Professor Jack Beermann has spent the last few years working with Chinese legal scholars to help reform the country’s administrative laws.
Jack Beermann has become deeply involved in an international conversation over the reform of China’s administrative law. The Harry Elwood Warren Scholar and professor of law has traveled to the country several times to attend conferences, roundtables, and forums, joining with an international community of administrative law scholars as they help China ease some of the tension created by its complex administrative system and combat the corruption that has stemmed from that complexity.
Administrative law reform is a long and arduous process for any country, let alone one of the largest and most rapidly growing countries in the world. For China, the push began more than a year ago, and, Beermann notes, will likely take another several years to achieve.
Professor Beermann’s involvement began when he attended the International Workshop on the Reform of Administrative Approval System and Government Regulation in August 2013. Sponsored by Zhejiang University but held in Beijing, the conference’s mission was to recommend ways to improve China’s slow and complicated licensing and permitting system. Beermann notes that it often takes upward of fifty permits to open a new business. The process is long and expensive, and ultimately hinders economic growth. Further, it often leads to corruption. “Anyone who touches a permit application has the potential for corruption,” Beermann says. “And the problems begin there and move into the social sphere; when illegal businesses open to avoid the permitting system, it leads to unregulated and often unsafe working conditions. Workers often move into the larger cities to work illegally, meaning their children miss out on social benefits like public education because their parents can’t register as having a legal job. Often, the children remain home with grandparents while their parents work in distant cities.”
Beermann has argued that, rather than making it difficult to obtain a permit to start a business, the Chinese government should channel its resources into creating safe working environments, producing safe and healthful foods, and improving the quality of the drinking water. His paper from that conference was included in a report delivered to the Chinese government, which shortly after announced reforms to the permitting system.
It was a step in the right direction for a government that is reluctant to reform. “The current administration is very anti-corruption,” Beermann says, “even as it strictly polices the freedom of speech of its journalists, scholars, and political dissidents.” Under such pressures, academics have become a strong source for new ideas to reform Chinese law. “It’s much safer for a legal scholar to speak out about what’s wrong with the system than it is for a political activist to do so,” Beermann says. “The academic setting has become a safer space to discuss theories of legal reform, so many of the new ideas being implemented have come out of conferences and workshops on the subject.”
In June 2014, Beermann returned to Beijing to attend the Sino-US International Conference on Administrative Law, organized by the China University of Political Science and Law (CUPL) and the China Administrative Law Group (CALRG). The conference was hosted by eminent Chinese legal scholars Ying Songnian, emeritus professor at CUPL and former chair of the CALRG, and Ma Huaide, vice president of CUPL and current chair of CALRG. Professor Ma, a well-known and respected scholar of administrative law, studied American Administrative Law with Professor Beermann at BU Law as a visiting scholar in 1995.

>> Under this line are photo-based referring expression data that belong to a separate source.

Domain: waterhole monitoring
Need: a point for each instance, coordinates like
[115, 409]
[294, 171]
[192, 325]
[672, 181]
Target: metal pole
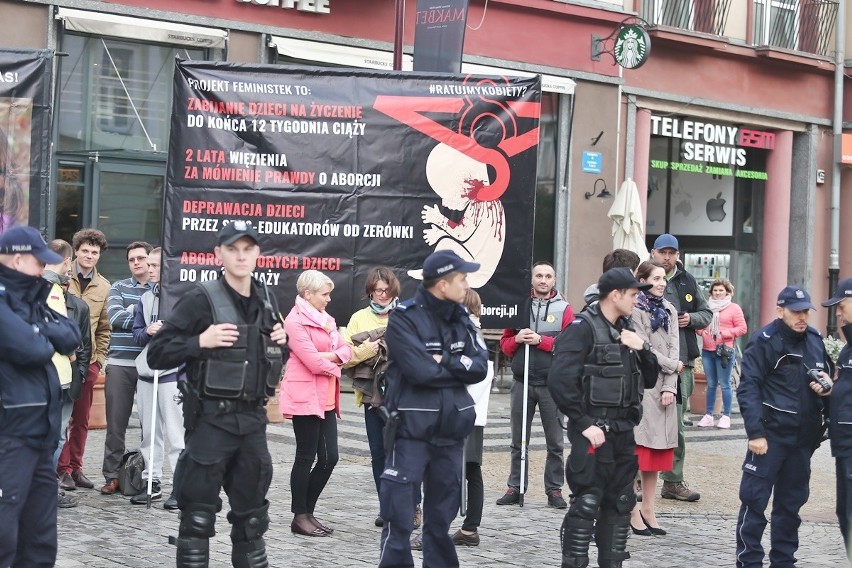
[834, 250]
[399, 28]
[523, 488]
[152, 436]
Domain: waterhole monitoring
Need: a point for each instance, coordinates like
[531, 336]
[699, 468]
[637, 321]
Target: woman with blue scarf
[365, 333]
[655, 320]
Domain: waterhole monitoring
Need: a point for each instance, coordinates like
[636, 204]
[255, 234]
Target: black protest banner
[342, 170]
[24, 136]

Professors Ying and Ma organized the conference to provide the government with suggestions on how to reform China’s Administrative Litigation Law (ALL), the law that citizens use to sue the government for violations of its own statutes and rules. Beermann notes that as currently structured, the ALL has not been effective at enforcing limits on administrative power or curbing official abuse of governmental power. As is it, he says, many claimants are convinced—one way or another—to drop their cases against the government. “One great difference between Chinese and American administrative law,” Beermann says, “is that in China if an agency issues a rule, you cannot challenge the rule; you can only challenge how the rule is applied to you. And even if the court agrees and concludes that the rule is illegal, the court cannot declare the rule invalid.” Beermann notes that much of the discussion at the conference, including his own presentation on standards of American judicial review, focused on whether the administrative litigation law should allow courts the power to strike down rules.
In the United States, Beermann is working with the Administrative Conferences of the United States (ACUS), a federal government agency, to aid its efforts in improving administrative systems both domestically and abroad. Beermann recently joined representatives from ACUS, as well as federal judges, academics, and officials of the Environmental Protection Agency, the Department of State and the Department of Commerce to discuss how the group can coordinate more directly with the Chinese government in its administrative law reform.
There has been progress in China, and Professor Beermann is cautiously optimistic that the country will move its reform in the right direction over the next few years. However, he still has his doubts. “Closed systems of government breed corruption, cronyism, and favoritism at all levels,” Beermann says. “The puzzle of China is whether a country can move toward rule of law and build a free economy, but not have a free political system.”
It may take years to answer that question, but Professor Beermann will be there to find out.